Şimdi de okyanus ötesinden CHP’nin hocası, bu genel müdürün eline
bir montaj ses kaydı verdi. evet. Önceki rezaletlerden ders almaya
genel müdür, şimdi de bu montajla işi idare etmeye çalışıyor. Çünkü
bu senaryoda hocası bu görevi verdi. sen belge sallayacaksın dedi.
Biz buradan montajk yapacağız, sen gideceksin meydanlarda bizim
montajlarımı anlatacaksın dedi.
EY HOCA HOCA… : Ey hoca, ey hoca, eğer bir
yanlışın yoksa, Prensilvanya’da durma. Senin vatanın Türkiye’yse,
vatanına gel. Siyaset yapacaksan çık meydanlara siyaset yap. Ama bu
ülkeyi karıştırma, bu ülkenin huzurunu bozma. Bir çok provokatif
eylemlerin içerisinde bulunma. Şimdi hocayla CHP genel müdürü, el
ele kol kola Türkiye’yi kaosa sürüklemenin gayretindeler.
Sen Türkçe olimpiyatlarında hocamızı övüyordun diyorlar. Evet
övüyordum doğru. Biz samimi davrandık, bu tür şeyler görmedik. Biz
ülkenin birliğine saldırı olduğu zaman aynı tavrı devam ettirebilir
miyiz?
SELAM DİYE BİR ÖRGÜT... Bu saldırı sadece
benim şahsıma yönelik değildir. Benim aileme, arkadaşlarıma yönelik
değildir. Hükümetimize yönelik bir saldırı değildir. Bu saldırı,
altını çizerek söylüyorum. Türkiye Cumhuriyetine, istiklaline,
bağımsızlığına yapılıyor. Selam diye bir örgüt uydurmuşlar. Tamamen
hukuksuz biçimde, üç yıldan fazla bir süre, Türkiye genelinde
binlerce kişinin, kendileri hariç, binlerce kişinin telefonunu
dinlemişler. Birbiriyle ilgisi olmayan, alakası olmayan binlerce
kişinin siyasetçi, sanatçı, iş adamı, cumhurbaşkanı, başbakan,
genelkurmay, hepsini dinlemişler.
Şantaj. Vakti saati geldiğinde hemen bunu yayına sokup tehdit
etmek. Düşünebiliyor musunuz?
Türkiye Cumhuriyeti’nin enerji bakanını, selam örgütünün üyesi diye
dosyaya alıyor, telefonunu dinliyorlar. Yurtdışında bir çok ülkenin
başbakanlarıyla enerji şirketleriyle çok gizli görüşmeler yapar. O
ülkenin istikbalini ilgilendiren konularda gizli görüşmeler yapar.

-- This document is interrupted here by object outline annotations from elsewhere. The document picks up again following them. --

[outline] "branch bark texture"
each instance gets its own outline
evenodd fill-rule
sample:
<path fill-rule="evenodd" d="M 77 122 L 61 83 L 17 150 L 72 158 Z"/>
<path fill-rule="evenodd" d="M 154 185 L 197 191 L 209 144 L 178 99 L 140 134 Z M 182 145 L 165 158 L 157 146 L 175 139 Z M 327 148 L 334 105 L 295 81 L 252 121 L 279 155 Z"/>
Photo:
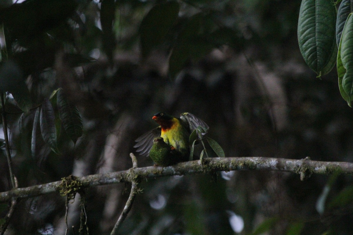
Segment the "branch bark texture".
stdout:
<path fill-rule="evenodd" d="M 206 158 L 203 160 L 202 164 L 199 160 L 164 167 L 133 167 L 122 171 L 78 178 L 78 179 L 83 187 L 86 188 L 166 176 L 247 170 L 292 172 L 300 174 L 303 180 L 313 174 L 353 174 L 353 163 L 312 161 L 309 157 L 297 160 L 261 157 Z M 28 198 L 58 192 L 61 183 L 61 181 L 57 181 L 1 192 L 0 202 L 8 201 L 12 197 Z"/>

Bir ülkenin enerji bakanı, değişik firmalarla Türkiye’nin lehine
olacak eneji anlaşmalarını çok gizli şekilde görüşür. Örgüt üyesi
diye dinliyor, kayıtlarını depoluyor. Bunları da bir yerlere servis
ediyorlar.
AÇIK AÇIK SORUYORUM: Bu ülkenin milletvekilleri,
CHP başta olmak üzer,e MHP ne diyorlar? Bizi de dinlediler. Peki
sizi dinlediler de biz internet yasasını getirince niye karşı
çıktınız? Çünkü hesap başka. Ben buradan açık açık savcıya
soruyorum. Sen hangi ülke adına bu dinlemeleri yaptın? Polise de
soruyorum. Tabi polis derken tüm polisleri kast etmiyorum. Bu işi
yapanları kast ediyorum. ey polis, sen hangi ülke adına o
dinlemeleri yaptın?
Benim ülkemin en mahrem bilgileri başka ülkelerin adına çalışan
casuslar tarafından dinleniyor, servis ediliyor ve bu ülkenin
savcısı hakimi buna kayıtsız kalıyor. Benim yanıma polis olarak
gelen, bizim yetiştirdiğimiz emniyet müdürü, emniyet amiri komiseri
benim ofisimin bakıyorsunuz, en mahrem yerine böcek yerleştiriyor
ve beni dinliyor.
Şimdi CHP’nin genel müdürü diyor ki kontrol et. Casusluk ajanlık
denen bir olay var. adam yargıda polisin içinde yargılanmış. Sen
diyorsun ki devletin polisi, ona güvenmeyeceksin, buna
güvenmeyeceksin, müdahaleyi yapınca da bağırıp çağırıyorsun. Şimdi
yakaladık, tespit ettik, yargı sürecini başlattık. Bir tanesi
kaçtı, öbürü gidip geldi. Bunların sayısı artacak.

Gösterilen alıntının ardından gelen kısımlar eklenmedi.